No matter what, you were my Father, and I owed you a measure of respect that I did not give you. All I knew was what I was feeling. I often think what it would be like to be on my deathbed and know I was going to die, and what legacy I would want to leave. I know that I would want people to know what they meant to me. How they changed my life, inspired me, challenged me to be a better person. I am so happy for you that you did have that time.

I think what I would like to tell you on this Father’s Day is that you taught me 2 of the greatest truths I know.

The first is “If you have a job to do, do it right the first time.” This  has helped me be a better employer, Nurse, Soldier..everything. 

The second is “Actions speak louder than words.” Such a simple statement, but one that has been proven true to me over and over again. Words are cheap. Actions take energy and sometimes commitment. It is easy to say “I love you,” but in reality, to love someone takes time, energy and a huge commitment. It also takes a forgiving heart.

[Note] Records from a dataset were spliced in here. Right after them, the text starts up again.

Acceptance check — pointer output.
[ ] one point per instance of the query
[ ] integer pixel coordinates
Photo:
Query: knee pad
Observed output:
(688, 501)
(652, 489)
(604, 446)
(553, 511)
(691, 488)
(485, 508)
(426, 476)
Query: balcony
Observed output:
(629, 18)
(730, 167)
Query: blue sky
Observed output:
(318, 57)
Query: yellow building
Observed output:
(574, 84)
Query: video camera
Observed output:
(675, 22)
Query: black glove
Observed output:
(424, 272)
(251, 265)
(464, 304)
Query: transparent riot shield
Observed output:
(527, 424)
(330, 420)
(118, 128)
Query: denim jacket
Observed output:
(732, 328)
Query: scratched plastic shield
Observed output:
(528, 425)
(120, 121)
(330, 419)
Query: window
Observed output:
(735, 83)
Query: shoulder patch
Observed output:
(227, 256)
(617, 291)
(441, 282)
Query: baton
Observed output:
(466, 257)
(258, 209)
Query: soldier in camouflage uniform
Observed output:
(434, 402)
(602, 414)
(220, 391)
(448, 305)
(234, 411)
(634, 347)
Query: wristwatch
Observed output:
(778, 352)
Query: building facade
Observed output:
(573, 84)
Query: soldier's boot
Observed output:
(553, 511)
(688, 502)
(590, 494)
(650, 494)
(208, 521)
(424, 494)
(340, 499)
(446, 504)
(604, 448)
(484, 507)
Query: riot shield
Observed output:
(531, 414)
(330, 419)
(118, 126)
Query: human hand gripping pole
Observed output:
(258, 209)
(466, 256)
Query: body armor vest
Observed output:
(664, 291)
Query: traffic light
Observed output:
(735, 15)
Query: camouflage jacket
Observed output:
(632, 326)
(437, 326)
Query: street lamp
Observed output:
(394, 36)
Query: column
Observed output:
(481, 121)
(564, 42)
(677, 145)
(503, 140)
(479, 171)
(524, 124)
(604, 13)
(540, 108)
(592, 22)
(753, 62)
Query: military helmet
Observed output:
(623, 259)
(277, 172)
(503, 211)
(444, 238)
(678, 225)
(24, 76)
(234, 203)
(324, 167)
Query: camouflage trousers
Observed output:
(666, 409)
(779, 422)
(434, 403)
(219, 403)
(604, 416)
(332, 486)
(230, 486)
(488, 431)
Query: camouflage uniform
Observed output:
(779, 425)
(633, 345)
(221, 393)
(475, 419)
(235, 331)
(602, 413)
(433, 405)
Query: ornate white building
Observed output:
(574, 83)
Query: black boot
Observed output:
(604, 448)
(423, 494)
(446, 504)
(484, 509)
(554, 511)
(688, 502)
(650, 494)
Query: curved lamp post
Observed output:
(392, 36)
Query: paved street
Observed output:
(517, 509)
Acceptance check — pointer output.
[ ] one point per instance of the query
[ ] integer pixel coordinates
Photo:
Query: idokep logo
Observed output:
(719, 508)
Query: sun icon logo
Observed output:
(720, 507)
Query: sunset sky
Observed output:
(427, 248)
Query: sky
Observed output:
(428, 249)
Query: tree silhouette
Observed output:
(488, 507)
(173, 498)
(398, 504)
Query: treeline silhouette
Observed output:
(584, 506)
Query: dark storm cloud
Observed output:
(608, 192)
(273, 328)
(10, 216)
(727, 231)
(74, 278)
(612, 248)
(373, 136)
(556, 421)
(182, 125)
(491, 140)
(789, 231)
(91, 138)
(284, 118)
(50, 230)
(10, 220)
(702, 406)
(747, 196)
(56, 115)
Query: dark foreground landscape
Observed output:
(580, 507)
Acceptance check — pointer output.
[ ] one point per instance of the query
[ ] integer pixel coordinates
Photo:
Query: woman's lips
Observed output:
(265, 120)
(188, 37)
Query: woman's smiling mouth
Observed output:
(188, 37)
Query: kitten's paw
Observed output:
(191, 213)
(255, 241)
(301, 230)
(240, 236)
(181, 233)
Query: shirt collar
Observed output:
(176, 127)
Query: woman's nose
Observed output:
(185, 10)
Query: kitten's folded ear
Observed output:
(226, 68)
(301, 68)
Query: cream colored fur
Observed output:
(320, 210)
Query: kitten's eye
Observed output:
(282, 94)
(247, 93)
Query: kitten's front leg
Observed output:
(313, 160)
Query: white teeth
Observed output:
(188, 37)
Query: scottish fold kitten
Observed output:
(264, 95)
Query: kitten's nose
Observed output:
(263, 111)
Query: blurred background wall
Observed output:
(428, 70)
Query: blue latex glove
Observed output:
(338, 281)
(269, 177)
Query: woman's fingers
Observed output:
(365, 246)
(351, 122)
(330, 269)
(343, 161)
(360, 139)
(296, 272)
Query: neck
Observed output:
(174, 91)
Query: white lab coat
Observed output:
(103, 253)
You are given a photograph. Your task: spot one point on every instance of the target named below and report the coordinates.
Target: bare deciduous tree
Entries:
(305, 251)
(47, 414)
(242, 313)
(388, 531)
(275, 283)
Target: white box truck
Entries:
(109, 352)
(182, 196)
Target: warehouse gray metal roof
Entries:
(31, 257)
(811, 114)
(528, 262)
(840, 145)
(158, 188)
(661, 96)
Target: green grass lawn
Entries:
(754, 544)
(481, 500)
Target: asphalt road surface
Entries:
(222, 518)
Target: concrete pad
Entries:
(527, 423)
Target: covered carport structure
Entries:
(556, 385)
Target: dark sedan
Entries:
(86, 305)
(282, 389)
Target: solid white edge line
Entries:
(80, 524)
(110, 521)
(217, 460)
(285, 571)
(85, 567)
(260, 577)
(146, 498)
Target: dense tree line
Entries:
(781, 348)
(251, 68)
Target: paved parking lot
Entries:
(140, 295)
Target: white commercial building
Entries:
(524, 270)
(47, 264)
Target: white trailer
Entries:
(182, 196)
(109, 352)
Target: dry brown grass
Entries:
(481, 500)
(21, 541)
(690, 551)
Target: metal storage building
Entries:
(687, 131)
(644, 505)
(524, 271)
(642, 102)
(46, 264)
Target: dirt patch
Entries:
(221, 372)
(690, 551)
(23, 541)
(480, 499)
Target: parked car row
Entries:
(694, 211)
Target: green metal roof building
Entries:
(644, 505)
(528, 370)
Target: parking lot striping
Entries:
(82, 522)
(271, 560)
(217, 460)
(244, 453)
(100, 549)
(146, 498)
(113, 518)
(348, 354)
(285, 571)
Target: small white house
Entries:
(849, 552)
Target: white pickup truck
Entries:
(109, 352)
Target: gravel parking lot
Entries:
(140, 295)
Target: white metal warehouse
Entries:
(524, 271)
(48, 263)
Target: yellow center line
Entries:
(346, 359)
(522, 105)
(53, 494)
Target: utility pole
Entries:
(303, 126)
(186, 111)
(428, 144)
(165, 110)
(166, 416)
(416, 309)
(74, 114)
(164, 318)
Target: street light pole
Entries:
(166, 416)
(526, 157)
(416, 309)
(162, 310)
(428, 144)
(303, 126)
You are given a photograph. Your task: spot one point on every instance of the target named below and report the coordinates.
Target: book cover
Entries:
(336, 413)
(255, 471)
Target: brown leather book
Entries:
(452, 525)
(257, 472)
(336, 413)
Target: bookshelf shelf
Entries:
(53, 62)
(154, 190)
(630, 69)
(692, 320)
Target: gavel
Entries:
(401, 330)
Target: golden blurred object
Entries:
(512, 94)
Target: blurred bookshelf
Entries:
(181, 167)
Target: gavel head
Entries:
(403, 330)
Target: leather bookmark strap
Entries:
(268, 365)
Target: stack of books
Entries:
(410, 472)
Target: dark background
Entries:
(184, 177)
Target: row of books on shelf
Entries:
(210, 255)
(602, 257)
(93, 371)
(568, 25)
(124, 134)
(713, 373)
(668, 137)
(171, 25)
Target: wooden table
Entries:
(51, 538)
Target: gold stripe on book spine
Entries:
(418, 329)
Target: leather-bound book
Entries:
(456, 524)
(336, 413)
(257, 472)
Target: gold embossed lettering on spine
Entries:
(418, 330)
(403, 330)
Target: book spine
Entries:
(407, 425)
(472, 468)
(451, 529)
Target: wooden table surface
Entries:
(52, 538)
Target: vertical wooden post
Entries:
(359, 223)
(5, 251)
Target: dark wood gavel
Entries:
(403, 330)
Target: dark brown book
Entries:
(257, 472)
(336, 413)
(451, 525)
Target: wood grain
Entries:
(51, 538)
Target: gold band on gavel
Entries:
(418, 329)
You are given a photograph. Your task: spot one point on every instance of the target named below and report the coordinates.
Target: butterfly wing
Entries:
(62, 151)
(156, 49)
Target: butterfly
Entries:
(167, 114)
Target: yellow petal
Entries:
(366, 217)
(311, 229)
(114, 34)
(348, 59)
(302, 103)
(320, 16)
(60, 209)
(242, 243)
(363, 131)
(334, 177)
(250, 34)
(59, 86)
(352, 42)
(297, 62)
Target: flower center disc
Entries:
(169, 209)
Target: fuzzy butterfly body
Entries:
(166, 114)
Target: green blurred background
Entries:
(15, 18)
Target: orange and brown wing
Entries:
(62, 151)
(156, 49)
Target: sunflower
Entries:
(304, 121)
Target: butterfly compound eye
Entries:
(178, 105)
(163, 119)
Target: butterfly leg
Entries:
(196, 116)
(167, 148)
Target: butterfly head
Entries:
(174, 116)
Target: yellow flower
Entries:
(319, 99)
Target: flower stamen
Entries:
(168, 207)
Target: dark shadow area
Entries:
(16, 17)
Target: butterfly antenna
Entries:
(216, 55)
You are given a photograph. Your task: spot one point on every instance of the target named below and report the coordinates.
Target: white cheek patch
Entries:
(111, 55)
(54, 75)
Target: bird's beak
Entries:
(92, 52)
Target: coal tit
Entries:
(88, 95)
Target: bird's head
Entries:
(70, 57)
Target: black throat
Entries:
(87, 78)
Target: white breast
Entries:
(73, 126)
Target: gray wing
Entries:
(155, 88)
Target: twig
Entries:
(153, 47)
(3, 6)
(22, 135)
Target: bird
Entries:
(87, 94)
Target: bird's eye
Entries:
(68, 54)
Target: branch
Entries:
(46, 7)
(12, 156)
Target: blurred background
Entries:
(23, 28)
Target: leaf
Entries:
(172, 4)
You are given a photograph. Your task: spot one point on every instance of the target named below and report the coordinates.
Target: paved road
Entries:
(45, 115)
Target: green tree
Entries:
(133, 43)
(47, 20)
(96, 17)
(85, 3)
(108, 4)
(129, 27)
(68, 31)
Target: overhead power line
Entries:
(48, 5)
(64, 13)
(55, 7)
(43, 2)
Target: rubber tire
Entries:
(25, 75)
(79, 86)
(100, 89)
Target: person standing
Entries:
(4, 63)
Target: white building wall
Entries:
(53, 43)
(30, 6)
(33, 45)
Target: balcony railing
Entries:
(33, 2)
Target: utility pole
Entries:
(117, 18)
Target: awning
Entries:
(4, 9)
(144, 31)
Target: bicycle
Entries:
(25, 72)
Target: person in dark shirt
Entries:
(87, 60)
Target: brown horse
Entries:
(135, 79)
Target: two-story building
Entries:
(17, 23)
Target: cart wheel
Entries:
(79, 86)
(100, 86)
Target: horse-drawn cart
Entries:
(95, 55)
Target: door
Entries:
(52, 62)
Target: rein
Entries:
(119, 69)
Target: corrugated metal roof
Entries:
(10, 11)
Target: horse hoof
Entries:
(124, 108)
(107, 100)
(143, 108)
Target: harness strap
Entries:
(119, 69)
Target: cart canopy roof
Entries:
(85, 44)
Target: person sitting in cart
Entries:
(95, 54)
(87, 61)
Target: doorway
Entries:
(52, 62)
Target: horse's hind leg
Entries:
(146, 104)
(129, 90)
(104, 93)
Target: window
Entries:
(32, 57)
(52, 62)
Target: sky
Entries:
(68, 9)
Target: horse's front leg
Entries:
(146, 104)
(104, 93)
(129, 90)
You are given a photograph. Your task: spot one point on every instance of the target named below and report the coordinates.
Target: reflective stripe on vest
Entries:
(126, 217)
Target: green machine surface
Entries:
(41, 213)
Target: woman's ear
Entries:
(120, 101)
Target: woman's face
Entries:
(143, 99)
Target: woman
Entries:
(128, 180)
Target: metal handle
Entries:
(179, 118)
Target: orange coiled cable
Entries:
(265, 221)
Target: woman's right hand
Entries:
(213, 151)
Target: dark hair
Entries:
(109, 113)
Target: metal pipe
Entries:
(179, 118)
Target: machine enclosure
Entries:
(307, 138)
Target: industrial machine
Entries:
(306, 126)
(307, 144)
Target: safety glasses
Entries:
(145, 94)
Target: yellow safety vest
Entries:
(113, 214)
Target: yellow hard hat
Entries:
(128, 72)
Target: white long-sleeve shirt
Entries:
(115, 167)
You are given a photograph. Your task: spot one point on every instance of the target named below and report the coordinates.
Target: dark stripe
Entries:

On that note Dad, I must say, I forgive you. There is no way to show you directly now. Possibly I can show it by trying to understand that as parents, we all do the best we can. Sometimes we fail, and have to pay for it when our children grow up. Sometimes we suceed, and get those heartfelt hugs. I didn’t give you many of those Dad. I am sorry.

I so wish you could have stayed around long enough to answer some of the thousands of questions about life, your life, our heritage, that I so want to know now. I feel very unconnected, but I was told by mom that your childhood, after your father died, was pretty terrible. I am sorry you had to go through that Dad. It must have felt terrible to be sent away to live with your uncles, while Uncle Charlie got to stay with Grandma. I know I would have felt unwanted and unloved, especially after my father had just passed. And all of this when you were only 11. Golly Dad. I wish I could give you a hug.

So Dad, I hope you are in Heaven, and know that I do love you. I do honor you.  I do forgive you, and ask for your forgiveness as well.